Pour lutter contre cette évolution, Monseigneur Chrysostome s'était efforcé d'ouvrir son diocèse vers la culture lituanienne pour ne pas devenir l'Eglise d'une minorité ethnique condamnée à disparaître avec elle. Il avait encouragé les efforts, déjà évoqués sur le présent forum (ici: viewtopic.php?f=1&t=2834 ), d'un prêtre lituanien, Vitalijus Mockus, pour remplacer la traduction lituanienne de la liturgie (datant de 1880 ou de 1887, selon les sources, jamais utilisée et en lituanien maladroit) par une traduction en lituanien littéraire, de telle sorte que, depuis le 23 janvier 2005, les offices sont régulièrement célébrés en lituanien dans l'église historique Sainte-Parascève à Vilnius.
Je répète ici ce que j'ai déjà écrit à ce propos :
Prions le Seigneur pour qu'il accorde vigueur et croissance à l'Eglise orthodoxe de Lituanie !http://www.pravoslavie.ru/72840.html
Intéressante interview d'un prêtre orthodoxe d'ethnie lituanienne, l'archiprêtre Vitalijus Mockus (russe Виталий Моцкус), né en 1974, converti à l'Orthodoxie en 1990. Il est le recteur de l'église Sainte-Parascève, à Vilnius, où les célébrations se font en lituanien.
Au passage, je vous assure que, ne connaissant pas le lituanien (si ce n'est que, pour l'avoir entendu chanter une fois, je sais que c'est une très belle langue), il m'a fallu un certain temps pour trouver comment s'écrivait en lituanien et en alphabet latin le nom que je n'avais trouvé que dans sa translittération russe.
En fait, il explique qu'une traduction de la liturgie en lituanien avait été faite en 1880 avec la bénédiction du Saint-Synode, mais elle ne semble pas avoir été réellement utilisée.
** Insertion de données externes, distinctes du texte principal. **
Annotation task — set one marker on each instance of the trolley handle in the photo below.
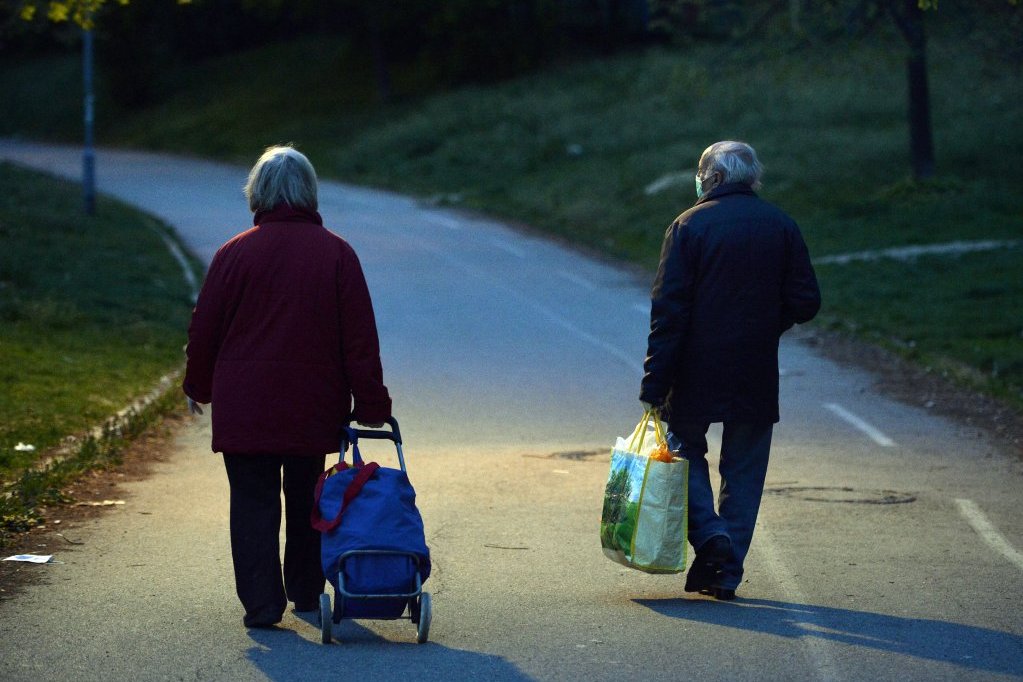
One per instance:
(374, 434)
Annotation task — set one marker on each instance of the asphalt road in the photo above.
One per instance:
(888, 545)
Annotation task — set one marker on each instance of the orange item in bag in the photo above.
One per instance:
(662, 454)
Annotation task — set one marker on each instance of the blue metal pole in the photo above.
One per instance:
(88, 153)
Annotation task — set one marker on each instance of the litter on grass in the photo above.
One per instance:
(31, 558)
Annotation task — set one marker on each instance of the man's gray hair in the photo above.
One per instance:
(282, 175)
(737, 162)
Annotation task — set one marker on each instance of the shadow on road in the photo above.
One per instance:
(283, 654)
(964, 645)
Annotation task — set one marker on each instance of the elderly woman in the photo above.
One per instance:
(281, 341)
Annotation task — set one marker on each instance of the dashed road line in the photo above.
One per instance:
(872, 432)
(186, 270)
(988, 533)
(626, 358)
(443, 221)
(576, 279)
(508, 248)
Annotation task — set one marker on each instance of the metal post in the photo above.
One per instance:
(88, 153)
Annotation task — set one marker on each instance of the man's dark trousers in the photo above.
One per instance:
(255, 518)
(745, 450)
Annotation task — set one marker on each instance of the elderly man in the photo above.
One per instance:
(735, 274)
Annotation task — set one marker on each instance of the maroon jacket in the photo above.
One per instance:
(282, 338)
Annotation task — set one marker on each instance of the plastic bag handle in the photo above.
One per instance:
(640, 432)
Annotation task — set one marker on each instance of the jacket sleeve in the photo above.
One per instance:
(205, 336)
(360, 344)
(800, 291)
(671, 303)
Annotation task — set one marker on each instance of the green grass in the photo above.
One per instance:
(570, 149)
(93, 311)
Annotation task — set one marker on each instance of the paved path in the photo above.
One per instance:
(514, 364)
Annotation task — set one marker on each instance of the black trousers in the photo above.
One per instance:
(256, 486)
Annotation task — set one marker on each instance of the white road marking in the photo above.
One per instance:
(508, 248)
(443, 221)
(186, 270)
(614, 351)
(909, 253)
(988, 533)
(576, 279)
(866, 428)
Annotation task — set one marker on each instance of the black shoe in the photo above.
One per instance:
(261, 620)
(719, 593)
(707, 566)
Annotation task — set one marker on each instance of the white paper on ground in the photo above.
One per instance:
(31, 558)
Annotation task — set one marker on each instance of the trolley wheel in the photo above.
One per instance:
(413, 609)
(326, 618)
(426, 616)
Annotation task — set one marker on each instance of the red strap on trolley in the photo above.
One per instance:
(354, 488)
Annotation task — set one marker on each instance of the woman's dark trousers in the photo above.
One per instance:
(256, 486)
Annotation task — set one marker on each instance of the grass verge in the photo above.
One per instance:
(94, 312)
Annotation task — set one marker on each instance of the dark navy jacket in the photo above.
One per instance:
(735, 273)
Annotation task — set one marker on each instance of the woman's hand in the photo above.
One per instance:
(193, 407)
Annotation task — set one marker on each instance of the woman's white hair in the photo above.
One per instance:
(282, 175)
(737, 162)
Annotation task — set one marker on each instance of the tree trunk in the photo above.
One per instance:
(910, 23)
(381, 69)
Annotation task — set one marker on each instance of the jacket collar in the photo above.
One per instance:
(724, 190)
(282, 213)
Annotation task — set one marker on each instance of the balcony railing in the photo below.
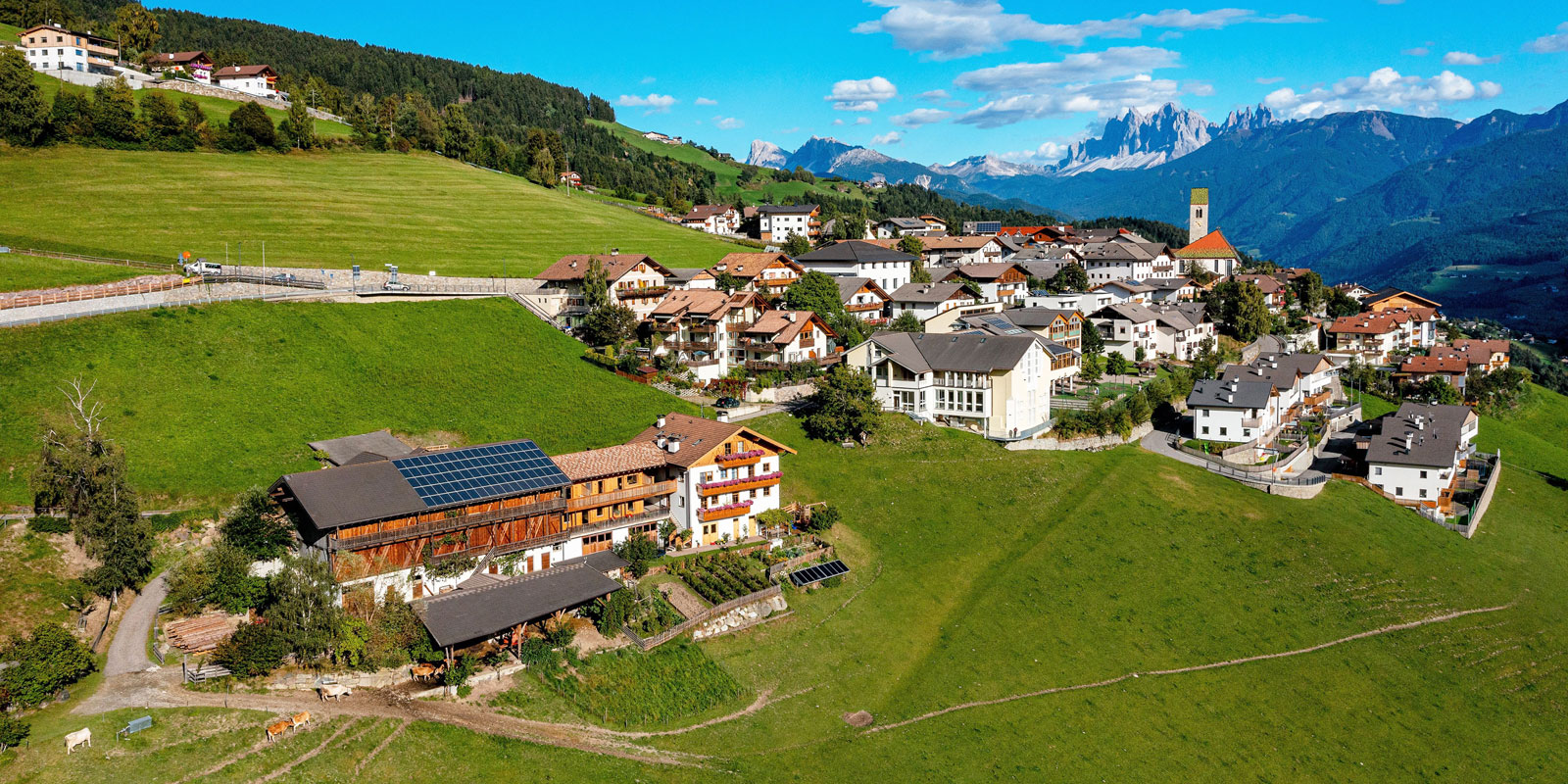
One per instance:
(718, 488)
(604, 499)
(449, 524)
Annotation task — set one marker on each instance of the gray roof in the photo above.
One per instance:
(854, 251)
(1431, 431)
(969, 353)
(380, 444)
(925, 292)
(470, 615)
(1230, 392)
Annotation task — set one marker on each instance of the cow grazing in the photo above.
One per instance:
(276, 728)
(82, 737)
(336, 692)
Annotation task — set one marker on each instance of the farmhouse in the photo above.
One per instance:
(725, 475)
(253, 80)
(54, 47)
(998, 386)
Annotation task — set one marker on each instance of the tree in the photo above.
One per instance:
(1070, 278)
(596, 284)
(115, 114)
(83, 472)
(298, 127)
(303, 606)
(797, 245)
(609, 325)
(46, 662)
(24, 117)
(844, 407)
(258, 527)
(815, 292)
(135, 27)
(459, 132)
(906, 321)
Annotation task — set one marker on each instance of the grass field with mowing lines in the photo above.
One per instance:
(320, 209)
(21, 273)
(211, 400)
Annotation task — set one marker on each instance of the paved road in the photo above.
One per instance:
(127, 651)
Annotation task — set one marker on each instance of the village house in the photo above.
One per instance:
(760, 271)
(195, 65)
(929, 300)
(861, 259)
(725, 475)
(712, 219)
(778, 223)
(634, 279)
(54, 47)
(1419, 452)
(253, 80)
(864, 300)
(702, 328)
(998, 386)
(998, 282)
(783, 337)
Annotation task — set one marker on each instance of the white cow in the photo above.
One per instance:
(82, 737)
(337, 692)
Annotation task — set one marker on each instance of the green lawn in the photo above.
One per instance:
(211, 400)
(21, 273)
(323, 209)
(216, 107)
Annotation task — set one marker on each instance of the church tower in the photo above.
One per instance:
(1199, 216)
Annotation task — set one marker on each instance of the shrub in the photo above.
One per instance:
(253, 651)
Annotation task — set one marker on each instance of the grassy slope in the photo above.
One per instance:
(216, 107)
(728, 172)
(21, 273)
(217, 399)
(326, 209)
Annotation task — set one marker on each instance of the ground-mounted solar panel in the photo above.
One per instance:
(817, 572)
(470, 474)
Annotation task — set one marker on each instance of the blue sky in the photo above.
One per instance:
(935, 80)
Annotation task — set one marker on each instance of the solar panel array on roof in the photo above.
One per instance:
(480, 472)
(815, 574)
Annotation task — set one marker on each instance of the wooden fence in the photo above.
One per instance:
(700, 618)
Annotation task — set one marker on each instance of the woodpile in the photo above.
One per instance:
(200, 634)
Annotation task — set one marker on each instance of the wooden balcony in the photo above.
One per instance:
(604, 499)
(726, 512)
(718, 488)
(447, 525)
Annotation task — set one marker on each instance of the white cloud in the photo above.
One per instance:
(1552, 43)
(921, 117)
(1142, 93)
(1087, 67)
(1465, 59)
(956, 28)
(861, 94)
(655, 102)
(1384, 88)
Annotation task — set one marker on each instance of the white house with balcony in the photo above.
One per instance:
(998, 386)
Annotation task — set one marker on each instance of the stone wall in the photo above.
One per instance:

Elle était par ailleurs considérablement russifiée et écrite en cyrillique avec des notes sur la prononciation de la langue lituanienne. Le RP Motskus pense dès lors qu'elle était destinée à des prêtres qui n'auraient pas vraiment connu le lituanien. Il a donc refait les traductions.
La première liturgie orthodoxe en lituanien a été célébrée à Vilnius le 23 janvier 2005.
Visiblement, d'après ses explications, le travail missionnaire est très difficile, mais en tout cas, l'église est très belle. C'est l'église où avait été baptisé en 1705 Abraham Hannibal, l'arrière-grand-père camerounais de Pouchkine. Fermée au culte par les Soviétiques en 1961, rendue à l'Eglise orthodoxe en 1990, et donc utilisée depuis 2005 pour le culte orthodoxe en langue lituanienne.
Et finalement, de navigation en navigation, j'ai fini par trouver le site Internet de cette unique paroisse orthodoxe de langue lituanienne :
https://www.paraskevi.lt/
On trouve au demeurant beaucoup de références sur la Toile à propos de l'archiprêtre Mockus, en lituanien et en russe, y compris des vidéos où il s'exprime.
Donc, au terme de mon investigation, je conclus que le lituanien est bel et bien une des langues liturgiques de l'Orthodoxie, et ce depuis le 23 janvier 2005.